06 December 2012

Grateful Gratin

It's gratitude season, folks. I am grateful for greens and the wonderful people who grow them, especially the farmers at the farmers market.

Methinks the work fridge is set a tad low. I brought these greens home for Thanksgiving (negating my running instead of driving to the Alexandria farmers market, heck, cancelling out half the reason for shopping somewhat local). I stored them in the office fridge since I was leaving for home after work. My greens froze during the day; as they were pre-cooked, in a way, I cooked them further by incorporating them into this vegan, gluten-free gratin. Greens will speed your post-Thanksgiving recovery, filling you up with phytonutrients and fibre, without weighing you down. This warm dish would complement well a simple supper of beans and brown rice or a sweet potato with almond butter.

Grateful Gratin
Inspired by "Winter Greens Gratin" by The Bon Appetit Test Kitchen (December 2012)

1 fist-sized piece of vegan, gluten-free bread (I used a few molasses oatmeal rolls)
1/4 cup almond meal

1 small onion, half-mooned
pinch Kosher salt
6 cups kale, chopped
3 cups mustard greens, chopped
2 cups watercress, chopped
1 16-ounce can lite coconut milk
4 cloves garlic
1/4 teaspoon freshly ground nutmeg
Freshly ground black pepper

Grease an 8-inch square glass or 9-inch, deep round baking dish and set aside.  Heat a large skillet over medium heat. Crumble in the bread and stir around.  Toast, stirring occasionally, for five minutes or until slightly browned.  Transfer to a small bowl and add the almond meal.

Preheat the oven to 350 degrees Fahrenheit.

Return the skillet to the heat and add the onion and salt. Cook the onion over medium-high heat, stirring occasionally, until it begins to turn translucent and brown spots appear. Add half the kale and all of the mustard greens and watercress.  Stir to wilt.  Press in the garlic cloves.  Pour in the coconut milk and add the remaining spices. Stir and cook for a few minutes until the greens are halfway wilted (volume reduced by about a quarter). Stir in the rest of the kale and turn off the heat. Transfer the greens to the baking dish and top with the almond meal-breadcrumb mixture. Bake for 20 minutes or until it is bubbling around the edge and topping has browned.  Cool for fifteen minutes before serving to allow flavours to meld.
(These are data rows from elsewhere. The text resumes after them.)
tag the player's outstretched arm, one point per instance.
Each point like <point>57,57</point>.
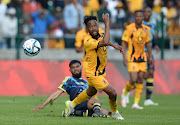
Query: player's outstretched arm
<point>124,46</point>
<point>148,46</point>
<point>52,97</point>
<point>106,38</point>
<point>118,47</point>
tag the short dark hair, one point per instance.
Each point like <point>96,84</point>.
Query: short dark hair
<point>74,61</point>
<point>138,11</point>
<point>88,18</point>
<point>147,7</point>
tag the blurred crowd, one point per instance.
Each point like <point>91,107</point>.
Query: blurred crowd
<point>59,18</point>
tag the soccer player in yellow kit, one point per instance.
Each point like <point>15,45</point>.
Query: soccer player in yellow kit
<point>79,44</point>
<point>136,36</point>
<point>96,52</point>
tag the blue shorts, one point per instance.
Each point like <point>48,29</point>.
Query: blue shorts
<point>149,66</point>
<point>83,106</point>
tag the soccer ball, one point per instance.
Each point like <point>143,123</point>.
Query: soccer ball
<point>31,47</point>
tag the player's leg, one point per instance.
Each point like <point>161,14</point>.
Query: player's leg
<point>128,88</point>
<point>69,106</point>
<point>95,104</point>
<point>149,87</point>
<point>139,89</point>
<point>113,102</point>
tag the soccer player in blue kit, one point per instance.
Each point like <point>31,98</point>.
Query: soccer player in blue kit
<point>73,86</point>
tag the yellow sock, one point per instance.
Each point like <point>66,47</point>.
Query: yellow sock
<point>139,88</point>
<point>113,105</point>
<point>128,88</point>
<point>80,98</point>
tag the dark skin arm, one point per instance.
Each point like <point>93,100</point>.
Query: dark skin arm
<point>124,46</point>
<point>106,38</point>
<point>79,49</point>
<point>148,46</point>
<point>118,47</point>
<point>105,41</point>
<point>52,97</point>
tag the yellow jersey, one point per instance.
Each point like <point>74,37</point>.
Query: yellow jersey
<point>96,58</point>
<point>136,39</point>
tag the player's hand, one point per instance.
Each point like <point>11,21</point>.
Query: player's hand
<point>151,61</point>
<point>38,108</point>
<point>125,62</point>
<point>118,47</point>
<point>105,18</point>
<point>157,49</point>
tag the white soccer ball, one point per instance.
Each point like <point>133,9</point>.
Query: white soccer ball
<point>31,47</point>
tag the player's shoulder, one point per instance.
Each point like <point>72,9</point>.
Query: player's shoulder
<point>85,81</point>
<point>130,26</point>
<point>145,27</point>
<point>81,31</point>
<point>87,38</point>
<point>66,79</point>
<point>101,30</point>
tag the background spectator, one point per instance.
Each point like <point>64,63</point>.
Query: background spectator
<point>171,11</point>
<point>134,5</point>
<point>30,6</point>
<point>57,29</point>
<point>73,17</point>
<point>86,8</point>
<point>3,9</point>
<point>41,20</point>
<point>9,27</point>
<point>100,12</point>
<point>174,30</point>
<point>117,22</point>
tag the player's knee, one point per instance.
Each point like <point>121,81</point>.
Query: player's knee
<point>151,74</point>
<point>133,81</point>
<point>91,93</point>
<point>113,95</point>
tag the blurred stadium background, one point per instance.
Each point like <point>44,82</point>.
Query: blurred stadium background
<point>55,23</point>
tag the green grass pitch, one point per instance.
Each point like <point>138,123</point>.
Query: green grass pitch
<point>17,111</point>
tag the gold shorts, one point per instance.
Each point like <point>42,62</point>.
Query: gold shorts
<point>99,82</point>
<point>136,67</point>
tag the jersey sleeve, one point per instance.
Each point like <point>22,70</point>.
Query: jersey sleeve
<point>63,85</point>
<point>79,40</point>
<point>125,36</point>
<point>90,44</point>
<point>148,37</point>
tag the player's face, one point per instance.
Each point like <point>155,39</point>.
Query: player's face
<point>93,28</point>
<point>76,70</point>
<point>147,13</point>
<point>138,18</point>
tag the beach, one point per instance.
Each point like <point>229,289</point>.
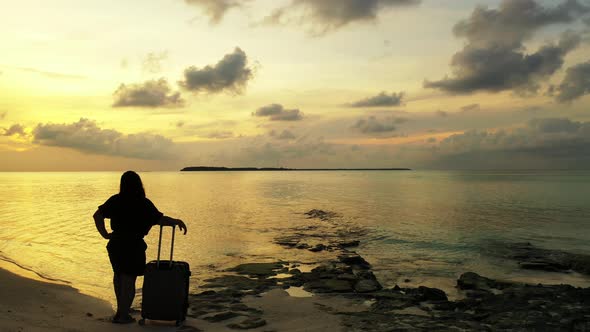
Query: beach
<point>312,251</point>
<point>31,304</point>
<point>344,295</point>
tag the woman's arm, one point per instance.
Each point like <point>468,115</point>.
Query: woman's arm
<point>99,222</point>
<point>167,221</point>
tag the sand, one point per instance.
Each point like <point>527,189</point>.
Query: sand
<point>29,303</point>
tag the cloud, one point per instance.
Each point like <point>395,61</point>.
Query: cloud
<point>372,125</point>
<point>220,134</point>
<point>276,112</point>
<point>470,107</point>
<point>381,100</point>
<point>284,135</point>
<point>14,130</point>
<point>50,74</point>
<point>494,57</point>
<point>153,93</point>
<point>575,84</point>
<point>216,9</point>
<point>230,74</point>
<point>541,143</point>
<point>329,15</point>
<point>152,63</point>
<point>86,136</point>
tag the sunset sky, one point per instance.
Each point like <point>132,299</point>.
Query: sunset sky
<point>163,84</point>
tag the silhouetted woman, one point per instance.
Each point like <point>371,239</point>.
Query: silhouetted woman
<point>132,215</point>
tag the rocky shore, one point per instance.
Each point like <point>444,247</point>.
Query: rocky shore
<point>486,305</point>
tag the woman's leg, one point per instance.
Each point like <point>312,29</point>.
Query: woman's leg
<point>127,292</point>
<point>117,286</point>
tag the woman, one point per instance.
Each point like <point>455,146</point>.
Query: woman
<point>132,215</point>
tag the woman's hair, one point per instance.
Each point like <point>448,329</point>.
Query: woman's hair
<point>131,185</point>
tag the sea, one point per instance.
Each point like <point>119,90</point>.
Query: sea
<point>414,227</point>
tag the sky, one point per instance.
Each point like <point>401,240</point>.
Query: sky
<point>164,84</point>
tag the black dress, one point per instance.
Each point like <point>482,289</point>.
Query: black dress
<point>131,219</point>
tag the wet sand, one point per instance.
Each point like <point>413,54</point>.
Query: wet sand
<point>30,304</point>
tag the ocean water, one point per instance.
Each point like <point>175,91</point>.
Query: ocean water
<point>418,227</point>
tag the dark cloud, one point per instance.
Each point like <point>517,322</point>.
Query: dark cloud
<point>276,112</point>
<point>381,100</point>
<point>542,143</point>
<point>230,74</point>
<point>86,136</point>
<point>216,9</point>
<point>328,15</point>
<point>14,130</point>
<point>372,125</point>
<point>494,57</point>
<point>152,63</point>
<point>153,93</point>
<point>575,84</point>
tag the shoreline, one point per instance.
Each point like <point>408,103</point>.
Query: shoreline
<point>337,292</point>
<point>346,296</point>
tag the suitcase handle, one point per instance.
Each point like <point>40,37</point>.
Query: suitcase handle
<point>160,245</point>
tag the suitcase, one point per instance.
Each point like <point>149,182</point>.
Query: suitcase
<point>165,288</point>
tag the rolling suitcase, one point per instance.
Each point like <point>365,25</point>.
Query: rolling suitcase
<point>165,288</point>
This dish makes for sophisticated brunch fare as well, the green stems providing textural contrast to a smoothie with granola. Git yer greens on!

For many reasons I am grateful to my mother, but here’s another.  Ever hear of that “clean eating” phenomenon that’s swept the wellness world off its collective feet for the last few months?  After reading this definition at answerfitness.com, I concluded that my mother has been serving our family “clean” foods since day one.  Clean eating basically means consuming that which is minimally processed and often has one ingredient (e.g., kale, brown rice, whole wheat flour). 

A few months ago, I remarked to my mom that I eat so much brown food these days—brown rice, organic sweeteners, dates—yet I’ve always eaten such since she raised my brother and me on whole wheat breads.  She replied that if she had known I would become like this (so concerned about healthy food), that she would’ve fed me more “brown stuff.”  Thanks, Ownie Mom!